For generations, the balance of power will often shift between the House and Senate, for a variety of institutional and historical reasons. Occasionally, the shift is deliberate — one chamber will decide it doesn’t want the power.
This dynamic is on display right now. Sarah Binder recently published a fascinating item, explaining House Speaker John Boehner’s (R-Ohio) decision to do as little legislating as possible, making the Senate go first on just about everything. For Boehner, there’s no apparent downside — he and his caucus don’t get the blame if/when legislation fails; he and his caucus have veto power over key initiatives; and when measures are pending that Republicans don’t like, he and his caucus have time to rally the opposition while the Senate does all the real work.
What’s more, as Jonathan Bernstein explained, Boehner’s “Make the Senate go first” rule forfeits “their opportunity to affect the content of legislation,” but the House GOP caucus may not care since they’re a post-policy caucus anyway.

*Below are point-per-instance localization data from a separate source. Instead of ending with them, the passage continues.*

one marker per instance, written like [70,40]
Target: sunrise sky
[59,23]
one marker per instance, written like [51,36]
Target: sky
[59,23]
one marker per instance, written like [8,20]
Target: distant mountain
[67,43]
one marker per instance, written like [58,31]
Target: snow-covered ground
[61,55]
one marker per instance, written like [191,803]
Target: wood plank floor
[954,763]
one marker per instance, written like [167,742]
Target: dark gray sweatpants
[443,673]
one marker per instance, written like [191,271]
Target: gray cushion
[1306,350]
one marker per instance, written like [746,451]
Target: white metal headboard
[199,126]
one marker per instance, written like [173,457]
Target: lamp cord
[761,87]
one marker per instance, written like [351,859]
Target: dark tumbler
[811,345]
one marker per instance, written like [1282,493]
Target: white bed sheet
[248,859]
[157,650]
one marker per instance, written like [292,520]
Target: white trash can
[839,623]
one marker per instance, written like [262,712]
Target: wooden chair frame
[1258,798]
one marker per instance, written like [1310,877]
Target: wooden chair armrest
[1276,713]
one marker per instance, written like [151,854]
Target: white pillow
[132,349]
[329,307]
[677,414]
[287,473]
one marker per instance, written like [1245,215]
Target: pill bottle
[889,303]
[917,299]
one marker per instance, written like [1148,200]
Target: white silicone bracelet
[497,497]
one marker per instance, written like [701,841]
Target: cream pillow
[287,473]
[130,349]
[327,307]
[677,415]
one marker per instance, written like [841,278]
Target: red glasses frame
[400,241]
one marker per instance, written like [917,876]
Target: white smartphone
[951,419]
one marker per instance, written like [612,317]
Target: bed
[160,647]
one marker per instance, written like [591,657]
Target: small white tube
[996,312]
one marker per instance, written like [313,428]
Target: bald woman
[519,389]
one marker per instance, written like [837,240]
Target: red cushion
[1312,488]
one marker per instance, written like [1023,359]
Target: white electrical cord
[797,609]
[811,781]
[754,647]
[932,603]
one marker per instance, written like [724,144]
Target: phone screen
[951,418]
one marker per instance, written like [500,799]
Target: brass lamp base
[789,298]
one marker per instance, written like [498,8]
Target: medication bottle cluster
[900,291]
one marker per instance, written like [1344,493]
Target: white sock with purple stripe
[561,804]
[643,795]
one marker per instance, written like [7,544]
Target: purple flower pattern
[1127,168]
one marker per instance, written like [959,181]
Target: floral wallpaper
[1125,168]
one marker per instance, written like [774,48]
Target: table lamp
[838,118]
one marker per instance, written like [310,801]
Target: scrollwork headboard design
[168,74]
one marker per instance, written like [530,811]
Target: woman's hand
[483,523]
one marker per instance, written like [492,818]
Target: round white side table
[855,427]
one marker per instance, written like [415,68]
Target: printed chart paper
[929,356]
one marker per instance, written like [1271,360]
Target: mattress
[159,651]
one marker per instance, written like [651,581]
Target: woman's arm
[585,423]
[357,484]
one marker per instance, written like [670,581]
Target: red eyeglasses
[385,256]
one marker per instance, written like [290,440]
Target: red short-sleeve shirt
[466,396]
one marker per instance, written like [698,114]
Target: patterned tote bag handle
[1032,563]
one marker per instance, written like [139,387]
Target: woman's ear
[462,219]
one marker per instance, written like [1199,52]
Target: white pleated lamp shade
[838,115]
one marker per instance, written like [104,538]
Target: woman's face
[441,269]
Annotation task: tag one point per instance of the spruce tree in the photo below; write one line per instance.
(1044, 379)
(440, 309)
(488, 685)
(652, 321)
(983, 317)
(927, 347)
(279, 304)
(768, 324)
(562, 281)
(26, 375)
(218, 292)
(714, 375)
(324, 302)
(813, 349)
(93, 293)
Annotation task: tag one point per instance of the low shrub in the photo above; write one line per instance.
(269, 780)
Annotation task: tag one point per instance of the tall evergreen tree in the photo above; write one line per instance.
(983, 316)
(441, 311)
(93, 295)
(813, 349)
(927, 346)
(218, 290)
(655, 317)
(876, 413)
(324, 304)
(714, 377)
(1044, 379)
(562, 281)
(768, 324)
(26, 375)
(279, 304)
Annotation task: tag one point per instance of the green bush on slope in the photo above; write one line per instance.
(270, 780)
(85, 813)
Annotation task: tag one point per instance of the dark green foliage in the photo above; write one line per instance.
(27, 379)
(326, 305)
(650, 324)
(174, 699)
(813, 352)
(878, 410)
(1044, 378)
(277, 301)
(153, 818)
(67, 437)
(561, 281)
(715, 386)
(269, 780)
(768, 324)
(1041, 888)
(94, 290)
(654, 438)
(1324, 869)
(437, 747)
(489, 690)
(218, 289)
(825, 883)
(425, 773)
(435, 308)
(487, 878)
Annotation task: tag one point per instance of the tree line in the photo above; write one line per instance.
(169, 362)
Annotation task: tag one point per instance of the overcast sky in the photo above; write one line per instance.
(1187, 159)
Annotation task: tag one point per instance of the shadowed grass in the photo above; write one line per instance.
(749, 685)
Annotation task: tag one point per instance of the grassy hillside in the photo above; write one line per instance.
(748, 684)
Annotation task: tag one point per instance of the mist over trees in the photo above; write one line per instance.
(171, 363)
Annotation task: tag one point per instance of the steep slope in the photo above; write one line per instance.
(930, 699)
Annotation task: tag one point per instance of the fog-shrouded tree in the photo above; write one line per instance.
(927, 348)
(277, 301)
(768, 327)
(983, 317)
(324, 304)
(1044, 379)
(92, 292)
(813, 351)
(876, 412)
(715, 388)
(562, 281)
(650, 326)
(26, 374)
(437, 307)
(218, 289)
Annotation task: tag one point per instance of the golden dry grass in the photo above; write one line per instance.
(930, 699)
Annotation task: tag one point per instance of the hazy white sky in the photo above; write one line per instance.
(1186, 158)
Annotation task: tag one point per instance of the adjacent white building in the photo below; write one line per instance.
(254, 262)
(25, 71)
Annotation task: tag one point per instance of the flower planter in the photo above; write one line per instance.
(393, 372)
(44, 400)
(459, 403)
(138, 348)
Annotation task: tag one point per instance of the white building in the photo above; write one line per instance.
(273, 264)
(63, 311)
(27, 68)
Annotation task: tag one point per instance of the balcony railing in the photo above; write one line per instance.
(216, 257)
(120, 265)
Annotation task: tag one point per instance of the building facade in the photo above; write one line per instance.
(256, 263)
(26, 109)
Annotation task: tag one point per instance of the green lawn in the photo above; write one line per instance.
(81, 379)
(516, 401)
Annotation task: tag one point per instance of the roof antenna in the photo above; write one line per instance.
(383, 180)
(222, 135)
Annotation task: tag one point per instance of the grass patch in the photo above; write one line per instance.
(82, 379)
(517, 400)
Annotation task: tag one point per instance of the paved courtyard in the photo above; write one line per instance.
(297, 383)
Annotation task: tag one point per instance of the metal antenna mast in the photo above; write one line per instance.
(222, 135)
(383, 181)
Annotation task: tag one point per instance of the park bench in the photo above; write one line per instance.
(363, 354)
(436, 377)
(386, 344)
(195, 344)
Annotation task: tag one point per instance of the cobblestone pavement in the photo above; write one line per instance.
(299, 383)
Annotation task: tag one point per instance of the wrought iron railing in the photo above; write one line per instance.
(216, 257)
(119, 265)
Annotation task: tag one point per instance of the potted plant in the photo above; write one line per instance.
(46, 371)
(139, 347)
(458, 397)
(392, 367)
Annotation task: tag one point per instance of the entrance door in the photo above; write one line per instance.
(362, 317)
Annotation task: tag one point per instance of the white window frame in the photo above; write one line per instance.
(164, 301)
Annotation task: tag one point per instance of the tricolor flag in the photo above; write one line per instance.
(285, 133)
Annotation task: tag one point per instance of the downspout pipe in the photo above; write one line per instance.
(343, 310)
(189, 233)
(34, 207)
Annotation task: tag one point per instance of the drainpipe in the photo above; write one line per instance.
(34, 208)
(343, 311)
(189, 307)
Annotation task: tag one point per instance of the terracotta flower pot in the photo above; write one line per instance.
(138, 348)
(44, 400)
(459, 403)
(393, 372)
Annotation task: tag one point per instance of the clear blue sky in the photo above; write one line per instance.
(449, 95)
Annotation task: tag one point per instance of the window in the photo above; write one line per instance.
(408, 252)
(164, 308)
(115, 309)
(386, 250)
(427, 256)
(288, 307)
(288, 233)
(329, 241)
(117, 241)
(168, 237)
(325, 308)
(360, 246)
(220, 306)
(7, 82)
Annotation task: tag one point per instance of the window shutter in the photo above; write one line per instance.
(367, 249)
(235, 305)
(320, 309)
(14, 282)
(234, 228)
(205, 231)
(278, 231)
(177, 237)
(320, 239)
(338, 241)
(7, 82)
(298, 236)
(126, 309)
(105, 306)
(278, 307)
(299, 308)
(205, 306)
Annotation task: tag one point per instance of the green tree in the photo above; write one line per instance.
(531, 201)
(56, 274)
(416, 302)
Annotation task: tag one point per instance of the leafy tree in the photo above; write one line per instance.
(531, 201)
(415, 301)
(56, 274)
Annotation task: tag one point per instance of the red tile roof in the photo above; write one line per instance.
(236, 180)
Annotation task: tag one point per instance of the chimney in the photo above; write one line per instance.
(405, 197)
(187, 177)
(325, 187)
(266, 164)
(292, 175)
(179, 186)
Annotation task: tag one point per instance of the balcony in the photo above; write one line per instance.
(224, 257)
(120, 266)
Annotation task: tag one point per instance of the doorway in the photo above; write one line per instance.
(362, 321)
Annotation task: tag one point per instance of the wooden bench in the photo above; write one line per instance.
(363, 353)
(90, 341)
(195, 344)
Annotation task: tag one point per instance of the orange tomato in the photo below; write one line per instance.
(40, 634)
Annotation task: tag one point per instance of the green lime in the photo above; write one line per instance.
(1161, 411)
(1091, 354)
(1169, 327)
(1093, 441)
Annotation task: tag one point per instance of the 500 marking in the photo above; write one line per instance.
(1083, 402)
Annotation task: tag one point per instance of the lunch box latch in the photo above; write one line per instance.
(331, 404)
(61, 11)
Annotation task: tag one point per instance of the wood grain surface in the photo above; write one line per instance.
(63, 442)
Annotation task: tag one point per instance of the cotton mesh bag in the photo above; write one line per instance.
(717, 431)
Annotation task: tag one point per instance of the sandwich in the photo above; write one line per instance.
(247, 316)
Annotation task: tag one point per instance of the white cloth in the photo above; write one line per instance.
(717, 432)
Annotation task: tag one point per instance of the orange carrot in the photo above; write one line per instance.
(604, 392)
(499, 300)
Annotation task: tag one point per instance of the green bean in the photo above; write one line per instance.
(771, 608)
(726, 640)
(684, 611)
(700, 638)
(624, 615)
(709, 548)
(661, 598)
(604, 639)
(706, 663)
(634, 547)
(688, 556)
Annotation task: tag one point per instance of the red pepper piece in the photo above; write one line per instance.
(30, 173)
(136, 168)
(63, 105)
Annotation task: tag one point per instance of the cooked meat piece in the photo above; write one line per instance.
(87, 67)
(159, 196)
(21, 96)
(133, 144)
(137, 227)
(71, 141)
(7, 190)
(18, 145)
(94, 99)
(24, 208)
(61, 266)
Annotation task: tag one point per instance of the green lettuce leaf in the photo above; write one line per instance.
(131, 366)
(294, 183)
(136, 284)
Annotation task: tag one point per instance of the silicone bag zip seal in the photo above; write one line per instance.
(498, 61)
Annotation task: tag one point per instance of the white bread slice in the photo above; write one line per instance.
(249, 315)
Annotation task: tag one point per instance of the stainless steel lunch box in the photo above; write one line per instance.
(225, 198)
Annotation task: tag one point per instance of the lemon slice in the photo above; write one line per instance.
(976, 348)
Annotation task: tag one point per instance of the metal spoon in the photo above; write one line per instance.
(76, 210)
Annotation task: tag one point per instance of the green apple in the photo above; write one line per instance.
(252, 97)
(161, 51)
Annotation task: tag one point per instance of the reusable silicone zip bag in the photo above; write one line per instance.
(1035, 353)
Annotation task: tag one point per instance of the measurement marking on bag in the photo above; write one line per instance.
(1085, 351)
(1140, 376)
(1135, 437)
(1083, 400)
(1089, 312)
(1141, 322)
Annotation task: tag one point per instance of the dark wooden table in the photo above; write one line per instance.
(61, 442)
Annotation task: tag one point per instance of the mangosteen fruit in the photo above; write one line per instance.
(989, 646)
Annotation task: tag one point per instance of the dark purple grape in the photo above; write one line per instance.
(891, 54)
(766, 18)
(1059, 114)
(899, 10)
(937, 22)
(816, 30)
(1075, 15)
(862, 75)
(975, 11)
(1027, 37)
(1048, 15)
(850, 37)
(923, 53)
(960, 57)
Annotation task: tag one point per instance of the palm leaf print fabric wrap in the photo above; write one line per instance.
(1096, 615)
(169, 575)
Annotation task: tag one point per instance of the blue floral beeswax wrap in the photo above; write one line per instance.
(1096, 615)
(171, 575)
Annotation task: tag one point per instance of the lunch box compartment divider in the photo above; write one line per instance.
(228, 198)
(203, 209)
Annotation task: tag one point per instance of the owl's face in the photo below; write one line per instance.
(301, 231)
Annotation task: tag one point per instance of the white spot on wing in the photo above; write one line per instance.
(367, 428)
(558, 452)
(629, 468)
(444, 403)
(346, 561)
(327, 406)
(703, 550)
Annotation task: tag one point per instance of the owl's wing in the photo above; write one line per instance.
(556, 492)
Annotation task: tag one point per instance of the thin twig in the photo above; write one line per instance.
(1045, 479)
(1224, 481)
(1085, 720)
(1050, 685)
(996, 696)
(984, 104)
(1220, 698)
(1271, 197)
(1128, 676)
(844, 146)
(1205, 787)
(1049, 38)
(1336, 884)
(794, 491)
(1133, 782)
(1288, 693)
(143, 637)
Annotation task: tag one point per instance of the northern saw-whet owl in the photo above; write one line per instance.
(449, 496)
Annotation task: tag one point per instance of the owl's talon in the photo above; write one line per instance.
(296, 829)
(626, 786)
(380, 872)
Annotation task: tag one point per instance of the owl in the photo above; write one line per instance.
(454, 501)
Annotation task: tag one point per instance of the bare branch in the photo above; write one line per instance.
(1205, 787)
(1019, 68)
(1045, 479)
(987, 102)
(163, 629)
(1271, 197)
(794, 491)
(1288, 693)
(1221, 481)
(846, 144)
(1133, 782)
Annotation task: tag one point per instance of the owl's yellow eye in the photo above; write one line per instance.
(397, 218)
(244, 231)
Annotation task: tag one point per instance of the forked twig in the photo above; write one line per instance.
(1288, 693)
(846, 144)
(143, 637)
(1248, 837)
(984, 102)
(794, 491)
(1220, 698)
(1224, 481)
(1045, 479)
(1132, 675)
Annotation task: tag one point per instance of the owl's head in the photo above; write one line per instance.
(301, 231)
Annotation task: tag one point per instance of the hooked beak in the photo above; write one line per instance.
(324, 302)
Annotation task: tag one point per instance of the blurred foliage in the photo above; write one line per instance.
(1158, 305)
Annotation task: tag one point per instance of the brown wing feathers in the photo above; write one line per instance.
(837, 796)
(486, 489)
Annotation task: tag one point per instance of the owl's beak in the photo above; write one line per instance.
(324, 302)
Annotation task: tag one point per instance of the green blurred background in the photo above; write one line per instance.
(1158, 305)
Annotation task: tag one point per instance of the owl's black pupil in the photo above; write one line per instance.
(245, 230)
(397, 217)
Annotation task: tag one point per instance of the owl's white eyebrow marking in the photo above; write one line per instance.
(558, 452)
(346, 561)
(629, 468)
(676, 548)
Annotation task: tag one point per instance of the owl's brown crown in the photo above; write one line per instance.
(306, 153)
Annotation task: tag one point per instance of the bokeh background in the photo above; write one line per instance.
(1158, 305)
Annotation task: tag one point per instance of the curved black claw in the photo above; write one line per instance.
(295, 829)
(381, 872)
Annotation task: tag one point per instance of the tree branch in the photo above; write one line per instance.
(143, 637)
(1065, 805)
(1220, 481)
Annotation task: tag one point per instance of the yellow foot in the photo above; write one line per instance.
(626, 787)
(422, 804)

And all of this tends to work fairly well when the Senate, overcome by gridlock and obstructionism, can’t send the House anything to consider anyway, but what happens when the upper chamber starts to make some progress?
Long mired in bitter gridlock, two groups of Democratic and Republican lawmakers have hashed out once-unthinkable bipartisan solutions on gun control and rewriting the nation’s immigration laws.